Effective awk Programming, 3rd Edition

Preface

Several kinds of tasks occur repeatedly when working with text files. You might want to extract certain lines and discard the rest. Or you may need to make changes wherever certain patterns appear, but leave the rest of the file alone. Writing single-use programs for these tasks in languages such as C, C++, or Pascal is time-consuming and inconvenient. Such jobs are often easier with awk. The awk utility interprets a special-purpose programming language that makes it easy to handle simple data-reformatting jobs.

The GNU implementation of awk is called gawk; it is fully compatible with the System V Release 4 version of awk. gawk is also compatible with the POSIX specification of the awk language. This means that all properly written awk programs should work with gawk.

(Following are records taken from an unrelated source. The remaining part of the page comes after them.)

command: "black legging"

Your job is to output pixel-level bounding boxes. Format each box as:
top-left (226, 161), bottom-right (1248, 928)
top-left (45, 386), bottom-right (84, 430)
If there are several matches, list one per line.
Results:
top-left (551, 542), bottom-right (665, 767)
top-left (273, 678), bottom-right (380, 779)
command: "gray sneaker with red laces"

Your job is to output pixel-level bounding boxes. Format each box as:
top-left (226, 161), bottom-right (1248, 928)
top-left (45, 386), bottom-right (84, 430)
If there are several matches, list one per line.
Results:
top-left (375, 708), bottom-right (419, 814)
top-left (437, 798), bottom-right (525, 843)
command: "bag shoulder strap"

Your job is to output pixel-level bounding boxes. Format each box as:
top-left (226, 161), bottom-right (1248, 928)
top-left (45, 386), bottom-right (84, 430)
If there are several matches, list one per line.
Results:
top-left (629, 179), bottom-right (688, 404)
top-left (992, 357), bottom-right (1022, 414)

Thus, we usually don’t distinguish between gawk and other awk implementations.

Using awk allows you to:

Manage small, personal databases
Generate reports
Validate data
Produce indexes and perform other document preparation tasks
Experiment with algorithms that you can adapt later to other computer languages

In addition, gawk provides facilities that make it easy to:

Extract bits and pieces of data for processing
Sort data
Perform simple network communications

This book teaches you about the awk language and how you can use it effectively. You should already be familiar with basic system commands, such as cat and ls,^[1] as well as basic shell facilities, such as input/output (I/O) redirection and pipes.

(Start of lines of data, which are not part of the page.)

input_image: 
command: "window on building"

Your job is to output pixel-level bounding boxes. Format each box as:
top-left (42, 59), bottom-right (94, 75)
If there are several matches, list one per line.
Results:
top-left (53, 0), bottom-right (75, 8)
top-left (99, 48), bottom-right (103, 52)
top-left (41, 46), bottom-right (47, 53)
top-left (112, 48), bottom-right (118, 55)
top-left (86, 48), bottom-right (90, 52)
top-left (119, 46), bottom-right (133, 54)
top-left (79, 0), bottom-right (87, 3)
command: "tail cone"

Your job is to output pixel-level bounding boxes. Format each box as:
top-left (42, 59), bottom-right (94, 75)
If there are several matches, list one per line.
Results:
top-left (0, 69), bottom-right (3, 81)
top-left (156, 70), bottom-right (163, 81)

Implementations of the awk language are available for many different computing environments. This book, while describing the awk language in general, also describes the particular implementation of awk called gawk (which stands for “GNU awk”). gawk runs on a broad range of Unix systems, ranging from 80386 PC-based computers up through large-scale systems, such as Crays. gawk has also been ported to Mac OS X, MS-DOS, Microsoft Windows (all versions) and OS/2 PCs, Atari and Amiga microcomputers, BeOS, Tandem D20, and VMS.

History of awk and gawk

The name awk comes from the initials of its designers: Alfred V. Aho, Peter J. Weinberger, and Brian W. Kernighan. The original version of awk was written in 1977 at AT&T Bell Laboratories. In 1985, a new version made the programming language more powerful, introducing user-defined functions, multiple input streams, and computed regular expressions. This new version became widely available with Unix System V Release 3.1 (SVR3.1). The version in SVR4 added some new features and cleaned up the behavior in some of the “dark corners” of the language. The specification for awk in the POSIX Command Language and Utilities standard further clarified the language. Both the gawk designers and the original Bell Laboratories awk designers provided feedback for the POSIX specification.

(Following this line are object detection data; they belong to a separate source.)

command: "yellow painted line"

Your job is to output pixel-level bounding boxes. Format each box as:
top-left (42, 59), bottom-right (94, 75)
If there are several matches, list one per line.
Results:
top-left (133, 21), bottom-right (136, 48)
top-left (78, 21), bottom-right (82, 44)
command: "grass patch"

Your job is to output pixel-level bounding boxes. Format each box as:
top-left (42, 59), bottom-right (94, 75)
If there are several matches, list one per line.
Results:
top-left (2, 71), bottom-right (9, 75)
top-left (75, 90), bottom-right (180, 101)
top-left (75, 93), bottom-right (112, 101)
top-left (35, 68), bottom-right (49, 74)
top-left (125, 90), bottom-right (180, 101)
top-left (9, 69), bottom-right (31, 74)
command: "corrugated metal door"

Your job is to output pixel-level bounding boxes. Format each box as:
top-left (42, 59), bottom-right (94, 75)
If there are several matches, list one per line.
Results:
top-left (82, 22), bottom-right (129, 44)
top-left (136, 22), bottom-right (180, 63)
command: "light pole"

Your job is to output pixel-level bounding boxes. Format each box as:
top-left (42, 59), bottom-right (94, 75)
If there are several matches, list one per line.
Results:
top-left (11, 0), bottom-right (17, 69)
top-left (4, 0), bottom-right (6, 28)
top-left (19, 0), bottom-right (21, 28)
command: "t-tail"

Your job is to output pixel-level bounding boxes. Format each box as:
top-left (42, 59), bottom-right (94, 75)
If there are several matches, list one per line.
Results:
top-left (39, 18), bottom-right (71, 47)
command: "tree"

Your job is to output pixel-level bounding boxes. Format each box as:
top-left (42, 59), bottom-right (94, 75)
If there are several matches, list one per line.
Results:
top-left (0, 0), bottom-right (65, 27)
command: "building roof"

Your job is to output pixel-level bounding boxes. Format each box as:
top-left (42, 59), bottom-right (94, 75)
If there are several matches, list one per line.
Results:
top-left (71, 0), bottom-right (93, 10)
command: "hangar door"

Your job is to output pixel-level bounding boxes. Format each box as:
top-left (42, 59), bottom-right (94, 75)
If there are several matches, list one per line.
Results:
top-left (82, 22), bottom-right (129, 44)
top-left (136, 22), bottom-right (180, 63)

Paul Rubin wrote the GNU implementation, gawk, in 1986. Jay Fenlason completed it, with advice from Richard Stallman. John Woods contributed parts of the code as well. In 1988 and 1989, David Trueman, with help from me, thoroughly reworked gawk for compatibility with the newer awk. Circa 1995, I became the primary maintainer. Current development focuses on bug fixes, performance improvements, standards compliance, and occasionally, new features.

In May of 1997, Jürgen Kahrs felt the need for network access from awk, and with a little help from me, set about adding features to do this for gawk. At that time, he also wrote the bulk of TCP/IP Internetworking with gawk (a separate document, available as part of the gawk distribution). Chapter 14 is condensed from that document. His code finally became part of the main gawk distribution with gawk Version 3.1.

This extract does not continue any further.